You can express yourself. Don’t ever fear standing up for yourself and speaking out. If you vote in an unpopular way, don’t worry about telling your friends if they ask you. Don’t fear their reactions. Genuine friends would respect your right to vote whichever way you like. They might not like it (and that’s fine and healthy) but they should respect you — and not berate you.
It’s quite common to go from being too timid and people-pleasing to overreact to perceived boundary-pushing by being too distant or even confrontational. I have seen many people who were abused as children take years to find balance but many eventually do.
Some Important Points About Narcissism
- Women can be highly narcissistic too. Many men endure the same abuse as women in toxic relationships with men. Narcissism, like everything else in this Universe, is merely an energy that we draw to ourselves without any conscious intention as we are in alignment with the vibration of it.
- You can attract narcissists into your life at any age (even day 0!). You may have a narcissistic parent or parents.
- You CAN escape this toxic vibration; it really doesn’t have to last a lifetime. Follow the steps suggested above. Many people are able to drastically decrease the amount of toxic energy from their lives by undergoing various forms of energy healing.
- Narcissists may or may not be aware that they cause others to feel bad about themselves.
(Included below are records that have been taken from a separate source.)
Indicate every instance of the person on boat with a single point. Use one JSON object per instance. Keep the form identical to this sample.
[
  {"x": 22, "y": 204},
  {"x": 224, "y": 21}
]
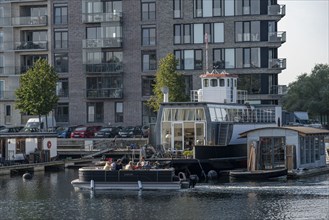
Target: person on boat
[
  {"x": 107, "y": 166},
  {"x": 130, "y": 166}
]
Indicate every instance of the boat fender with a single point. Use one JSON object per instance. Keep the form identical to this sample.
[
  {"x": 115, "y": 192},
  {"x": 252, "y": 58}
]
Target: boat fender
[
  {"x": 193, "y": 180},
  {"x": 140, "y": 185},
  {"x": 181, "y": 176},
  {"x": 92, "y": 185},
  {"x": 212, "y": 175},
  {"x": 27, "y": 176}
]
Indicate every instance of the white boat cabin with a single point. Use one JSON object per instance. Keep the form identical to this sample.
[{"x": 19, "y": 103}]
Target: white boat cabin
[{"x": 290, "y": 147}]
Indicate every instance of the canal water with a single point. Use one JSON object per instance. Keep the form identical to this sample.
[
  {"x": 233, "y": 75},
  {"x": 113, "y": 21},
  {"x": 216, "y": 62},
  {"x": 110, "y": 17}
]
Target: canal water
[{"x": 49, "y": 195}]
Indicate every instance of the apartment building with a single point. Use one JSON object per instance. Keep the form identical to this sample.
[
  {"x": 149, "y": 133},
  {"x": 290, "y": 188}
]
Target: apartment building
[{"x": 106, "y": 52}]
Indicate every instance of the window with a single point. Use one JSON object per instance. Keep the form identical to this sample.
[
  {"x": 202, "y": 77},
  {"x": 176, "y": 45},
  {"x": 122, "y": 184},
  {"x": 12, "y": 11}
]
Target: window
[
  {"x": 118, "y": 112},
  {"x": 148, "y": 11},
  {"x": 189, "y": 59},
  {"x": 149, "y": 36},
  {"x": 147, "y": 85},
  {"x": 60, "y": 12},
  {"x": 61, "y": 39},
  {"x": 149, "y": 60},
  {"x": 95, "y": 112},
  {"x": 177, "y": 8},
  {"x": 62, "y": 88},
  {"x": 62, "y": 112},
  {"x": 247, "y": 31},
  {"x": 61, "y": 64}
]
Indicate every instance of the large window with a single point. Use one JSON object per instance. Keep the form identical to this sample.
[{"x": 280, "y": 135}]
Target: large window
[
  {"x": 62, "y": 88},
  {"x": 61, "y": 63},
  {"x": 149, "y": 60},
  {"x": 60, "y": 12},
  {"x": 61, "y": 39},
  {"x": 62, "y": 112},
  {"x": 189, "y": 59},
  {"x": 247, "y": 31},
  {"x": 95, "y": 112},
  {"x": 148, "y": 11},
  {"x": 149, "y": 36},
  {"x": 147, "y": 85},
  {"x": 118, "y": 112}
]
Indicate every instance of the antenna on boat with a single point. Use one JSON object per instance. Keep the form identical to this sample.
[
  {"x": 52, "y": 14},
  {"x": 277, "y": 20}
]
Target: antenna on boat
[{"x": 206, "y": 40}]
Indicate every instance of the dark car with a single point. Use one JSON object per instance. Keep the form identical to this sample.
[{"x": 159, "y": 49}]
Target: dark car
[
  {"x": 131, "y": 132},
  {"x": 11, "y": 129},
  {"x": 65, "y": 132},
  {"x": 85, "y": 131},
  {"x": 107, "y": 132}
]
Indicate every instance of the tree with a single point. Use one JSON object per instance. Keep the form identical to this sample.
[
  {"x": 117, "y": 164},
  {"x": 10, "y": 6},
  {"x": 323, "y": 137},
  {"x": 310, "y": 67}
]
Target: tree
[
  {"x": 167, "y": 76},
  {"x": 310, "y": 93},
  {"x": 37, "y": 92}
]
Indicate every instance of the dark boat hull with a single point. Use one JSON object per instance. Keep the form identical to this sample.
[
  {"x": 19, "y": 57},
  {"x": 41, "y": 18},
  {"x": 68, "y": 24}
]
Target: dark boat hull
[{"x": 258, "y": 174}]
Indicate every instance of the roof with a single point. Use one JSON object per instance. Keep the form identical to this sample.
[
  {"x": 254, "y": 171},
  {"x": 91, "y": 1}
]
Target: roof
[{"x": 300, "y": 129}]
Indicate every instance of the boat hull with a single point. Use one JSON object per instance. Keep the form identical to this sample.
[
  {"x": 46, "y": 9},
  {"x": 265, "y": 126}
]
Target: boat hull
[{"x": 258, "y": 174}]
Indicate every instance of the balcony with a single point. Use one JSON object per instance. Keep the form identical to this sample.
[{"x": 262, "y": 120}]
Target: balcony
[
  {"x": 277, "y": 37},
  {"x": 7, "y": 95},
  {"x": 103, "y": 68},
  {"x": 112, "y": 93},
  {"x": 277, "y": 10},
  {"x": 102, "y": 43},
  {"x": 31, "y": 45},
  {"x": 279, "y": 64},
  {"x": 30, "y": 21},
  {"x": 101, "y": 17}
]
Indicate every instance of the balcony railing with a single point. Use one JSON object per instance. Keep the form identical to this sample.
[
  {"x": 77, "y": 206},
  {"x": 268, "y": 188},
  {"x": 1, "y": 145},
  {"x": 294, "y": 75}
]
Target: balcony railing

Many are far too self-absorbed to understand other people have any feelings, needs or desires at all.
- Narcissists are highly unlikely to ever get better. Most psychologists seem to agree that the disorder is hard (if not impossible) to treat. Sadly, staying close to people with this condition is only likely to make you unwell emotionally and possibly physically, and lower your own vibration further.
Don’t waste your precious time on this wonderful planet. Find others who will reciprocate your good intentions and love. There are plenty of sincere and good-natured people out there waiting to meet you, to fall in love with, and to build strong, healthy friendships with.
Even if you’re currently in a relationship with a toxic individual or experiencing toxic connections at work, with family or friends, you can still heal from their abuse and forgive them. The aim would be to not be so adversely affected by their energies and you might find that they naturally drop out of your life a little further down the line.
To this day, I’m not completely certain why I was such a powerful magnet for dysfunctional people. Perhaps it was because I had an unwavering subconscious desire to help heal damaged people. Many empaths and co-dependents seem to possess this innate urge. Perhaps it came from the trauma that I experienced in this lifetime or perhaps it was trauma that had been carried over from previous incarnations.
Either way, I’m confident that a lesson had to be learned and healing needed to take place in order for me to move on and attract healthier people.
You can, and will, attract happier and kinder people into your reality once you heal and forgive too. I genuinely wish that for you. Good luck on your empowering healing journey.